Eastman, a little drunk by the five o’clock hour, imitated her in front of the other colonists, and didn’t win any laughs or favors with his sordid imitation. Even Cameron, a novelist from Michigan who’d been on dish duty for weeks, didn’t find the impression the least bit humorous. “What’s a matter with you?” Eastman asked him. “You wanna do dishes forever?”
“Well, I can’t cook, so I don’t mind,” said Cameron.
“You don’t seem to mind anything. Do you mind licking my nuts?”
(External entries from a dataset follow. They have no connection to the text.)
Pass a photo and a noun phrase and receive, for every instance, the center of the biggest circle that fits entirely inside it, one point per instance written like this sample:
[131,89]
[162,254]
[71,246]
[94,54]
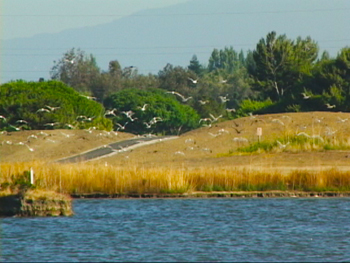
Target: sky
[35,33]
[26,18]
The young Cameron shook his head in disgust.
Eastman began to wonder what else had been lodged up Sylvie’s ass that made her such a dominatrix. What had he done to cross her? He had been a pleasant enough guest with the exception of the late night phone calls with Penny, he tried not to eat too much and to take an equal share of the meat and potatoes and greens. Since he was Heimish’s guest, he didn’t think it necessary that he help with anything around the farm. Mostly he stayed in his room and read through his proofs, made corrections, wrote additions and footnotes for To Each His Own. He had made this clear to Heimish, that he was coming to the country to work, to get out of the city for a few days. What was Sylvie’s issue with him? Every evening he chose to sit across from her in order to loosen her up, but there was always tension. And after dinner the tension only grew, as Eastman dunked dishes into the soapy water as he’d been instructed, then passed them to his fellow dishwasher, Cameron. After a few minutes of washing he’d usually excuse himself to the toilet, where he would take pleasure in a bowel movement for the good part of a half hour, reading a copy of Commentary that had been left on top of the toilet seat.